Wavelength Surf Magazine – since 1981

Adrift In The Atlantic

Almost nine million years ago, the earth split open in the middle of the Atlantic and the resulting wound spouted the blood and the fire that created the Azores islands.

Far from everything, the Azores turned their back on time and witnessed how the rain and the salt coloured their black lava green with vegetation and life. And they have maintained their quiet essence, adrift at sea, isolated from a loveless world, safeguarding their sublime purity derived from an extinct era.

Azores is one of those atypical destinations that is easily forgotten because, despite being a paradise in itself, it’s not a surfing paradise.

The islands offer much more than just waves: spectacular landscapes covered in volcanoes, lakes, hot springs, endless meadows and dense, varied vegetation

The islands offer much more than just waves: spectacular landscapes covered in volcanoes, lakes, hot springs, endless meadows and dense, varied vegetation. In fact, the exceptionally rich Azores biosphere reserve is home to mosses, lichens, large leaf plants and tropical flowers in lower areas. The islands are a true work of impressionist art; a sort of multicoloured and diverse collage that no description or photo will ever live up to.

There are some things you have to see for yourself, in person. It’s that simple.

We visited the Azores to get away. To make the most of peace and tranquility far from our world, even if just for a few days. And, where better to escape than the middle of the Atlantic Ocean?

Last January we took off to Berlin, the first stop of Backreal.eu, a personal project based on travel experiences at a number of apparently unrelated destinations. Since then, we have explored cities like Berlin, Lisbon and Cadiz in depth. Their art, architecture, music, design… But little by little, these busy cities absorbed our energy and we were quickly fed up. “Enough! It’s time to sit down, take a deep breath and get away.”

São Miguel is quiet and welcoming and has everything you need. The island is small and distances are short. It takes just 20 minutes to drive from coast to coast. What’s more, you can see both sides of the island from one of its peaks.

Every corner of São Miguel deserves to be explored: hills, lookout points, volcanoes, forests, lakes… Its beauty is thrilling and infinite.

Take a deep breath and feel how São Miguel’s air cleanses your soul. Forget about your mobile phone. Stop. I am well aware that we are all trapped in the ‘click’ and ‘right now’ dynamic. But, if you have made it this far, take some time to appreciate the magnificence of your surroundings. The passing of time has improved the island and made it more beautiful. Repair your insignificance and make yourself big again. Be quiet. Observe. Logout of Instagram for a moment. Fill yourself with memories to keep for later. Take a piece of green island life with you.

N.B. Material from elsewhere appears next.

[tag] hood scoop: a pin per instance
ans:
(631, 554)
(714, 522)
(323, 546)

When it comes to waves, São Miguel is not ‘world class’ but definitely offers a few fun options.

Bringing an extra dose of patience and some hiking boots is a good idea

The southern part of the island is home to beach breaks with variable peaks. These beaches are exposed to southern swells in the summer and are usually sheltered from northern winds.

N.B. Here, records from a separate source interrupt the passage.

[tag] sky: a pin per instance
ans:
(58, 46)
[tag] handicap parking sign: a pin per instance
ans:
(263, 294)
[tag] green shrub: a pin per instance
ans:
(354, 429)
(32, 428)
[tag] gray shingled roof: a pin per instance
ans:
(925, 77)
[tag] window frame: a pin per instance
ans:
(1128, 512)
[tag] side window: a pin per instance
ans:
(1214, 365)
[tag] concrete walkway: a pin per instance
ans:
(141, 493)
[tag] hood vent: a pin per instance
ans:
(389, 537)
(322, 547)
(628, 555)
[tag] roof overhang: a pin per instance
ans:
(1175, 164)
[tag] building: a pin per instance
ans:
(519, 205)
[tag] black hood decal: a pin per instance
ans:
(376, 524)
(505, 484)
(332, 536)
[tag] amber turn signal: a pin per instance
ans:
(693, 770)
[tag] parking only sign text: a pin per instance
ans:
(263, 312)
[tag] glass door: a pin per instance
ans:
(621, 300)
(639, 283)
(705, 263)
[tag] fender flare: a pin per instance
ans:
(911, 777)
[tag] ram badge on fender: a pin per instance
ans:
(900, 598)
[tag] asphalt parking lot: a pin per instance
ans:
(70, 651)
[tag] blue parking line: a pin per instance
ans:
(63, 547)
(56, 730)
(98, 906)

A few rocky bottomed, hard to access points are tucked away on the northern coast. Bringing an extra dose of patience and some hiking boots is a good idea. If it has rained recently, a walking stick will be your best companion at some spots where surfing guides and maps won’t be of much help. Generally, point breaks need strong, northern swells. And obviously, southern winds are the best.

If the right conditions align and you are up for exploring, wear clothes you don’t mind dirtying. Avoid new shoes and keep a round pin on hand, just in case things get messy. Ah, and don’t give up if you get lost. Retrace your steps and try again. This is what defines surfing Azores.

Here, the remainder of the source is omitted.